Bad Kissingen befindet sich im Maintal, in der bayerischen Rhön. Der Kurort mit seinen einzigartigen Parks hat bereits die Aufmerksamkeit von Österreichs Kaiserin Sissi und ihrem Franz Joseph auf sich gezogen. Das Heilwasser von Bad Kissingen wurde auch von Zar Alexander I., Reichskanzler Bismarck und den Königen Bayerns geschätzt. Heutzutage sind alle Gäste herzlich willkommen, um die modernen Einrichtungen und die herrliche Natur des Kurortes zu genießen.

Bad Oeynhausen

Bad Oeynhausen blickt auf eine über 150-jährige Geschichte als Kurort zurück. Diese gründet sich hauptsächlich auf seine neun staatlich anerkannten Mineral- und Thermalquellen. Doch auch die Kur-Infrastruktur selbst ist einen Besuch wert. Der bemerkenswerte Kurpark wurde beispielsweise vom renommierten Gartenarchitekten Preußens, Peter Joseph Lenné, entworfen. In der nahegelegenen Teutoburger Waldregion kann man bei Wanderungen herrlich entspannen.

Bad Pyrmont

Versteckt hinter den sanften Hügeln des Weserberglandes liegt Bad Pyrmont, das größte Staatsbad von Niedersachsen. Der Ort ist weltweit bekannt für sein Moor und seine Heilquellen, die schon von den Germanen genutzt wurden. Sieben Quellen stehen für Bäder und Trinkkuren zur Verfügung und fördern die Gesundheit. Daher trägt Bad Pyrmont zurecht das Prädikat Moor- und Mineralheilbad.

Bad Saarow

Auch in Bad Saarow hat die Kur eine lange Tradition. Der Bäderbetrieb begann hier im Jahr 1912 mit der Entdeckung von Heilmoor. 1927 wurde zusätzlich eine Chlor-Calzium-Sole-Quelle erbohrt. Im Jahr 2000 erhielt das nur 50 Kilometer von Berlin entfernte Bad Saarow die Anerkennung als erster staatlich anerkannter Kurort in Brandenburg. Das heutige Herzstück der örtlichen Kuranwendungen ist die Saarow-Therme mit ihrem 34 bis 36 Grad warmen Wasser.

Bad Salzschlirf

Das Heilbad Bad Salzschlirf wurde bereits im Jahr 1838 durch den Leibarzt des Grafen von Schlitz gegründet und liegt in Osthessen, nur 17 km von Fulda entfernt. Der wahre Schatz der Kurstadt ist ihr salzhaltiges Quellwasser, das nicht nur für Balneotherapie, sondern auch für Trinkkuren genutzt wird. Im Stadtzentrum erwarten Sie unter anderem malerische Fachwerkhäuser, romantische Gassen, elegante Jugendstilgebäude und ein hübscher Kurpark.

Bad Wörishofen

In Bayern, etwa 70 Kilometer von München entfernt, liegt das weltberühmte Kneippheilbad, wo vor fast 170 Jahren die Kneipptherapie entwickelt wurde.

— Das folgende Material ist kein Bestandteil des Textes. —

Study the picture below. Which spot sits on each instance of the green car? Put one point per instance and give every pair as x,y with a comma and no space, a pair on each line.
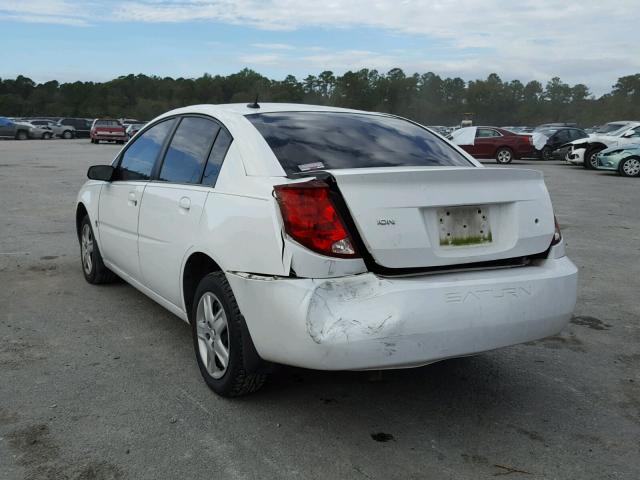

Als Geburtsstätte der Kneipp-Kur bietet Bad Wörishofen ein breites Spektrum an Gesundheits-, Wellness- und Freizeitangeboten. Die faszinierende Natur rund um diesen historischen Kurort ergänzt das Angebot perfekt für Menschen, die sich aktiv erholen möchten und gerne Wanderungen oder Radtouren unternehmen.

Baden-Baden

Selbstverständlich darf Baden-Baden als die bekannteste Kurstadt Deutschlands in unserer Liste nicht fehlen. Die berühmte Caracalla-Therme wurde auf den Ruinen eines römischen Bades errichtet und bietet heute ein modernes Thermal-Erlebnisbad. Ursprünglich erlangte Baden-Baden während der Kaiserzeit seinen Ruf als Kurort. Der russische Adel und sogar der Zar verweilten hier. Auch heute ist Baden-Baden so beliebt wie eh und je.

Heiligendamm

Das Bad Heiligendamm an der Ostsee wird oft als die weiße Stadt am Meer bezeichnet. Es wurde 1793 vom Baumeister Carl Wilhelm Severin als Ostseebad Heiligendamm erbaut und sollte das erste Seebad in Deutschland sein. Im Zuge dessen entstanden zahlreiche Kurhäuser, Grand Hotels, Palais und Cottages. Heute bietet Heiligendamm neben diesen historischen Gebäuden auch eine Reihe erstklassiger Wellnesshotels.

Norderney

Die vielseitige Ostfrieseninsel Norderney ist Deutschlands ältestes Nordseeheilbad und kann auf eine 200-jährige Tradition zurückblicken. Die Insel ist besonders bekannt für ihr gesundes Meeresklima und die optimalen Bedingungen für Allergiker. In den zahlreichen medizinischen Kureinrichtungen werden Herz- und Stoffwechselerkrankungen, rheumatische Beschwerden, Erschöpfungszustände, Atemwegs- und Hautkrankheiten behandelt.

Ostseebad Binz

Das Ostseebad Binz ist bekannt für seine weißen Häuser, die langen Sandstrände und das milde Reizklima mit fast 2000 Sonnenstunden im Jahr. Die ozon- und jodhaltige Seeluft, die durch die umliegenden Wälder noch gesünder wird, trägt ebenfalls zu seinem Ruf bei. Ein Urlaub in Binz verspricht nicht nur Linderung bei Stress und Erschöpfung, sondern auch Abhilfe bei Atemwegsbeschwerden und einem geschwächten Immunsystem.

Wiesbaden

Der Name Wiesbaden leitet sich von der mittelalterlichen Bezeichnung “Wisibada” (= “Bad in den Wiesen”) ab. Die 26 Quellen des Kurortes sind seit Jahrhunderten bekannt. Ab der Mitte des 19. Jahrhunderts trägt Wiesbaden den Titel Weltkulturstadt. Heute beherbergt die Stadt neben Thermen und Kurbädern auch eine Reihe exklusiver Wellnesshotels.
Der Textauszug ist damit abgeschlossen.